Guests at thousands of U.S. hotels cannot directly reach emergency services when they dial 911, according to a survey performed after the 2013 death of a woman who was stabbed repeatedly in a Texas motel, while her daughter tried fruitlessly to dial the emergency number.
The survey by the American Hotel & Lodging Association showed that many hotels required callers to dial 9 before 911 or have some other system, such as calling the front desk first.
The results of the survey were released on Monday by Federal Communications Commission member Ajit Pai, who had sought information on dial-through 911 calls at hotels.
About 45 per cent of franchised hotels and motels and 32 per cent of independent hotels have direct 911 dialling, the survey found. Independent owners or franchise holders manage the great majority of hotels and motels, he said.
There some 53,000 lodging properties in the United States, according to the trade group that performed the study.
Pai said he was starting a new round of surveys with vendors of phone systems used in hotels and workplaces to see whether they could be configured to let dialers reach 911 quickly.
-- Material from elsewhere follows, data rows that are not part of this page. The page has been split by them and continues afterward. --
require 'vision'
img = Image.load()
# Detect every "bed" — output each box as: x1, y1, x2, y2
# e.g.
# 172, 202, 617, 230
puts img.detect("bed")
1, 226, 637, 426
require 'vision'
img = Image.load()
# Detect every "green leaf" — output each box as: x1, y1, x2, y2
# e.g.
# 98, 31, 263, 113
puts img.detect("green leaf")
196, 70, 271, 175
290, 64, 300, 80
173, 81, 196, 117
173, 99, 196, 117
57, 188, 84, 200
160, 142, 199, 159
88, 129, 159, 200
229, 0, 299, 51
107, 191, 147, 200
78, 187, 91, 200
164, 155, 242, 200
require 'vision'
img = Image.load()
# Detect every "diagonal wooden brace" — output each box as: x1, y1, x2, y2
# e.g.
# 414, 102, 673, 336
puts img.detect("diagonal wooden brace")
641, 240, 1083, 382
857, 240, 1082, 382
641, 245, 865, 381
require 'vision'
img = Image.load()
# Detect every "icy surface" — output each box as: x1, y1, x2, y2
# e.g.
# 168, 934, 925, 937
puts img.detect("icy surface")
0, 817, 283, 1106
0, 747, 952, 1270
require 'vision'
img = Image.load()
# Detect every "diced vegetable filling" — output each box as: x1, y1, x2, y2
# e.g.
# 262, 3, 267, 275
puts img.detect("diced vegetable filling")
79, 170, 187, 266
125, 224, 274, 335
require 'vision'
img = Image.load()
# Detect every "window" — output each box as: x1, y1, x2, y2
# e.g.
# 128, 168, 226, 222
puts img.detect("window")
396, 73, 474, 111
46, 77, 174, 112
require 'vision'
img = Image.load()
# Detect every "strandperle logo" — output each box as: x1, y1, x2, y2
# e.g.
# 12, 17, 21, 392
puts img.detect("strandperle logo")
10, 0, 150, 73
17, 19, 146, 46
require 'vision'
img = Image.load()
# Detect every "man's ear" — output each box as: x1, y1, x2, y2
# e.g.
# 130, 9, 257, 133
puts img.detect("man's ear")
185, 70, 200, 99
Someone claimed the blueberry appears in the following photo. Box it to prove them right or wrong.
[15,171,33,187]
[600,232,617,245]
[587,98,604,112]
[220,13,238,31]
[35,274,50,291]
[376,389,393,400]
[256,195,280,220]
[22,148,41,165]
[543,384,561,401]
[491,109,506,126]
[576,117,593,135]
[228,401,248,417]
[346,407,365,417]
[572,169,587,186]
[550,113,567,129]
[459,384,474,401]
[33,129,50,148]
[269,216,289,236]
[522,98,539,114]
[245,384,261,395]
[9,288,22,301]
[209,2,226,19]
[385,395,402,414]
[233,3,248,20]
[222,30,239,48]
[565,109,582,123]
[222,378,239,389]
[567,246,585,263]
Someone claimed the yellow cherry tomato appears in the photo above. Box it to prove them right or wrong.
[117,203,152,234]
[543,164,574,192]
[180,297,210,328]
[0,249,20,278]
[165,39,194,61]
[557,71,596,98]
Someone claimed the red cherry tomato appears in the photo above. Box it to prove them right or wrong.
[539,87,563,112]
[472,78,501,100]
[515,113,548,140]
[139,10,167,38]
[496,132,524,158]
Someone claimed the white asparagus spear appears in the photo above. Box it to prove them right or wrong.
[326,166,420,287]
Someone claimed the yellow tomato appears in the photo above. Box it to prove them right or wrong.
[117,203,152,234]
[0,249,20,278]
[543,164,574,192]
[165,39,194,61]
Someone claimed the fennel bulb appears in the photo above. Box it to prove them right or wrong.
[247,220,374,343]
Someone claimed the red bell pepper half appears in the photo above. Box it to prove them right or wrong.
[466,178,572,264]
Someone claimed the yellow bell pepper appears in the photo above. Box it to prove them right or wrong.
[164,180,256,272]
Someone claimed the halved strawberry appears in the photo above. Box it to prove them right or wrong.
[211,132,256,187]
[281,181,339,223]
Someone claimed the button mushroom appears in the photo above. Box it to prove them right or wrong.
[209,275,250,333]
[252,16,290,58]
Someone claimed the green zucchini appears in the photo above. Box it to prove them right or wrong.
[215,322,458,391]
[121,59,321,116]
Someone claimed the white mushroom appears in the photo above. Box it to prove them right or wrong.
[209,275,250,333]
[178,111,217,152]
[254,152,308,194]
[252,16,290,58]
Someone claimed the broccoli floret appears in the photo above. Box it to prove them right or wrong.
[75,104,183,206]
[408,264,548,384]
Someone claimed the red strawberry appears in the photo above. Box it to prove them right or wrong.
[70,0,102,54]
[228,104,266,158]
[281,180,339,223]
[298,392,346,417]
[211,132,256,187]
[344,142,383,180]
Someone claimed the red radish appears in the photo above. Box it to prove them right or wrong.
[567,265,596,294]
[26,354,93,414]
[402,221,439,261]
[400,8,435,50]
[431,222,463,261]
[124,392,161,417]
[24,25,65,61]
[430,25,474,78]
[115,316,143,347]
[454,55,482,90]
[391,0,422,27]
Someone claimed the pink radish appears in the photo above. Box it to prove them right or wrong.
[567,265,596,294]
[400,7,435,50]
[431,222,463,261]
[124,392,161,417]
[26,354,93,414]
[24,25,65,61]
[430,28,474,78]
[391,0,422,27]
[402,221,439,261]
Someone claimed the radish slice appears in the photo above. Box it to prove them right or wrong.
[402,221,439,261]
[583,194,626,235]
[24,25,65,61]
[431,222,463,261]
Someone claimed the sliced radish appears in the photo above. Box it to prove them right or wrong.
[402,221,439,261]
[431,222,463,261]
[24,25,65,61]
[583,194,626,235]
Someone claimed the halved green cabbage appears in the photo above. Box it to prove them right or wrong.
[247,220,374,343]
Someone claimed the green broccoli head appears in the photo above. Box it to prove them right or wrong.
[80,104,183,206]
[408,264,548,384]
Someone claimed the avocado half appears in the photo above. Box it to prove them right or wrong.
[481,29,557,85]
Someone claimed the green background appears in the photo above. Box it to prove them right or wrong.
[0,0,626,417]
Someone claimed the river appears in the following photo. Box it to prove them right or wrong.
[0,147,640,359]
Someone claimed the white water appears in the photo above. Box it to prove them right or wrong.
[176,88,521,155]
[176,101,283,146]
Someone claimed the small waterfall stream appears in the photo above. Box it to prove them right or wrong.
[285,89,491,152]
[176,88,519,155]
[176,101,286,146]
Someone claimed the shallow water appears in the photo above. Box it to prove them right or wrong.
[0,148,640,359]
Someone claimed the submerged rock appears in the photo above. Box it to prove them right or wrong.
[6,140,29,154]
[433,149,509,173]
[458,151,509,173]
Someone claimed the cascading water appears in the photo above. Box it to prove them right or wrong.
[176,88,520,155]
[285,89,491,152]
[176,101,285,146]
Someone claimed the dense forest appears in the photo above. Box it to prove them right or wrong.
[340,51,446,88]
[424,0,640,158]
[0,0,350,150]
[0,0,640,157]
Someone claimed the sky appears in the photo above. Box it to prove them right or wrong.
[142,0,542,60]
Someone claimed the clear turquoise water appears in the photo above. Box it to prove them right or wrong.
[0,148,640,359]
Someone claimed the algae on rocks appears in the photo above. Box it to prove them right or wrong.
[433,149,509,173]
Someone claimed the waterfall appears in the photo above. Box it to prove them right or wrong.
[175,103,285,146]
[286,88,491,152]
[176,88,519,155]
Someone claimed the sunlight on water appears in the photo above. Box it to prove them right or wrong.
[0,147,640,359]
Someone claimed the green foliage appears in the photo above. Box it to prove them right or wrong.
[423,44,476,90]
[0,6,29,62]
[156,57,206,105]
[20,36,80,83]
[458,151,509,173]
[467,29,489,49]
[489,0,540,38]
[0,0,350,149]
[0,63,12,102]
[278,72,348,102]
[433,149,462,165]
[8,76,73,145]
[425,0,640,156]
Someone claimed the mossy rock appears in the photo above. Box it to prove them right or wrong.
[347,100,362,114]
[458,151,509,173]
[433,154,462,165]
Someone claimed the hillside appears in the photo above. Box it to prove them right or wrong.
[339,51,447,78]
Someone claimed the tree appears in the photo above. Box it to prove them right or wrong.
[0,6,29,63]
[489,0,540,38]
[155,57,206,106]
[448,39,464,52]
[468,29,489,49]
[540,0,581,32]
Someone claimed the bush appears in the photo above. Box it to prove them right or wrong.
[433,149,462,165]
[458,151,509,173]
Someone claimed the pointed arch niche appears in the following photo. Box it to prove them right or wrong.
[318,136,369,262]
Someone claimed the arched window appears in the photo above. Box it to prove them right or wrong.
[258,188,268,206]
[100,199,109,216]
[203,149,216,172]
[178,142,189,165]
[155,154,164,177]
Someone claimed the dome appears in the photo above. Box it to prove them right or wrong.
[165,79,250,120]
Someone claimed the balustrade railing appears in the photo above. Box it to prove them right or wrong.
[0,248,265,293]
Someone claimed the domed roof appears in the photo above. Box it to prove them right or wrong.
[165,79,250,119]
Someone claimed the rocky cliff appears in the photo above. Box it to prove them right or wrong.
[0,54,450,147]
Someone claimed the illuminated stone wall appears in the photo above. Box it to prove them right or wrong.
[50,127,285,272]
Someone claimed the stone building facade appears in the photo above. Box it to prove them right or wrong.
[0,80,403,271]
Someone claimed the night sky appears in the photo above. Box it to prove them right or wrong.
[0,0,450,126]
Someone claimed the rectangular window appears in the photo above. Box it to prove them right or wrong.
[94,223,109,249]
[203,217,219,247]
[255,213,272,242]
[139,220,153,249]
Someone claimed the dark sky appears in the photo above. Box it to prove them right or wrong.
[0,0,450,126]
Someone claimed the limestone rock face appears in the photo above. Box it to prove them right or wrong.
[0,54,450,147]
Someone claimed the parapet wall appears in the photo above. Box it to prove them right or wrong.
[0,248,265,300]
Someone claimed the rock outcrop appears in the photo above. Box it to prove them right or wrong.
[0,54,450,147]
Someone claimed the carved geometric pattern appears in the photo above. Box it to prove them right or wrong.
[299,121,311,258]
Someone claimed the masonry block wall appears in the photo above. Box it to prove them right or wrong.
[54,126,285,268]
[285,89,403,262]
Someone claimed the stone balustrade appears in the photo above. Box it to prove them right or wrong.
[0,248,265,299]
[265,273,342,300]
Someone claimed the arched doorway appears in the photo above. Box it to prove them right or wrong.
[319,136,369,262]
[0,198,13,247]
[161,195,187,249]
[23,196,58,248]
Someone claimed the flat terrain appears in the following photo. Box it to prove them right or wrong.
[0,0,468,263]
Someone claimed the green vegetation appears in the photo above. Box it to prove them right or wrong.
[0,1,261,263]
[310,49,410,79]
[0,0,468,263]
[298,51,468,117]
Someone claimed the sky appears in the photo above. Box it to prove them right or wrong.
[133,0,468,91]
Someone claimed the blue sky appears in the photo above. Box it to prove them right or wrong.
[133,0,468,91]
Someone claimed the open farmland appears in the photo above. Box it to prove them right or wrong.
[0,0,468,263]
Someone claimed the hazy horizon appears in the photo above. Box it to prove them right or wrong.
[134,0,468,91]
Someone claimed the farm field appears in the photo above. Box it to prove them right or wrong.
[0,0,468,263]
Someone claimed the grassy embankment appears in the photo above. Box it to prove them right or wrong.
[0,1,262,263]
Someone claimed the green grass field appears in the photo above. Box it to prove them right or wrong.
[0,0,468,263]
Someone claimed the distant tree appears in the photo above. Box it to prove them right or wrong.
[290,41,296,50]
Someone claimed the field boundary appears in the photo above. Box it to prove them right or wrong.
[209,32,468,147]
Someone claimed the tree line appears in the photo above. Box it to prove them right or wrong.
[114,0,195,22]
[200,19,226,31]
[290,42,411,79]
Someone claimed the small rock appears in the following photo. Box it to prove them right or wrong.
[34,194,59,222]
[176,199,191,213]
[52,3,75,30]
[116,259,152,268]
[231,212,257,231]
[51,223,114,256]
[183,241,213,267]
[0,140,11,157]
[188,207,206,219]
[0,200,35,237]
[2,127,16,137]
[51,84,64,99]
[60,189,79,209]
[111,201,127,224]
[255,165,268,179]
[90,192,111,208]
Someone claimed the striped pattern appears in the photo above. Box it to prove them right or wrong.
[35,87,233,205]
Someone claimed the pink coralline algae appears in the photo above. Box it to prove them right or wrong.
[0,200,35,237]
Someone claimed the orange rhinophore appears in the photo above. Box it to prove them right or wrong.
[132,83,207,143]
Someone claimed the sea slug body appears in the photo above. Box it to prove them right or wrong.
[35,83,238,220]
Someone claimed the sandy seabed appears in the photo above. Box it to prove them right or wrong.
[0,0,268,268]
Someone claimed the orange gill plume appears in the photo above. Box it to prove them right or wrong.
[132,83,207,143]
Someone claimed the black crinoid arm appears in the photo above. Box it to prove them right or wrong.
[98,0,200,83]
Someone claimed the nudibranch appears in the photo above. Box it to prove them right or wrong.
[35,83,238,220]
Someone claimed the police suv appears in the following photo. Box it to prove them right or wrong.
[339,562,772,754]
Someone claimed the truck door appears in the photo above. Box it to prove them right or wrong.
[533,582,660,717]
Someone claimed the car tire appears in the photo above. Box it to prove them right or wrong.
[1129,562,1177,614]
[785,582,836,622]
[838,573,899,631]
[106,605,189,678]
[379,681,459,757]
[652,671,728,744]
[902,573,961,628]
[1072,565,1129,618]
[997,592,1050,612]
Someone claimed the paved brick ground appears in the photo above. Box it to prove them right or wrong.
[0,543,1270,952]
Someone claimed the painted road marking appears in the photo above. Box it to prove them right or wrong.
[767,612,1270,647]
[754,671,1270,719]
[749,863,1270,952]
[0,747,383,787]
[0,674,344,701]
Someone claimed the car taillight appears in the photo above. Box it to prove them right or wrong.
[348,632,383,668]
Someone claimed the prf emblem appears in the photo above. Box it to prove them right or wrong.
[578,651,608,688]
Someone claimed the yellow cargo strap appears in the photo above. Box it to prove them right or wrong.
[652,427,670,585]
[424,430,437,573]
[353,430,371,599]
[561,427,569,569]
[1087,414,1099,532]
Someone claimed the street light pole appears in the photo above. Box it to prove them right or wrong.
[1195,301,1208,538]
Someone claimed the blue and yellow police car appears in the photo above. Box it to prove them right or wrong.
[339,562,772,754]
The survey was spurred by the December 2013 stabbing death of Kari Hunt Dunn in a Marshall, Texas, motel room.
Her nine-year-old daughter called 911 four times from the room but did not know she needed to dial 9 first to get an outside line.
The killing spurred a petition that has generated more than 440,000 signatures demanding that Congress require hotels and motels to enable direct dialling of 911.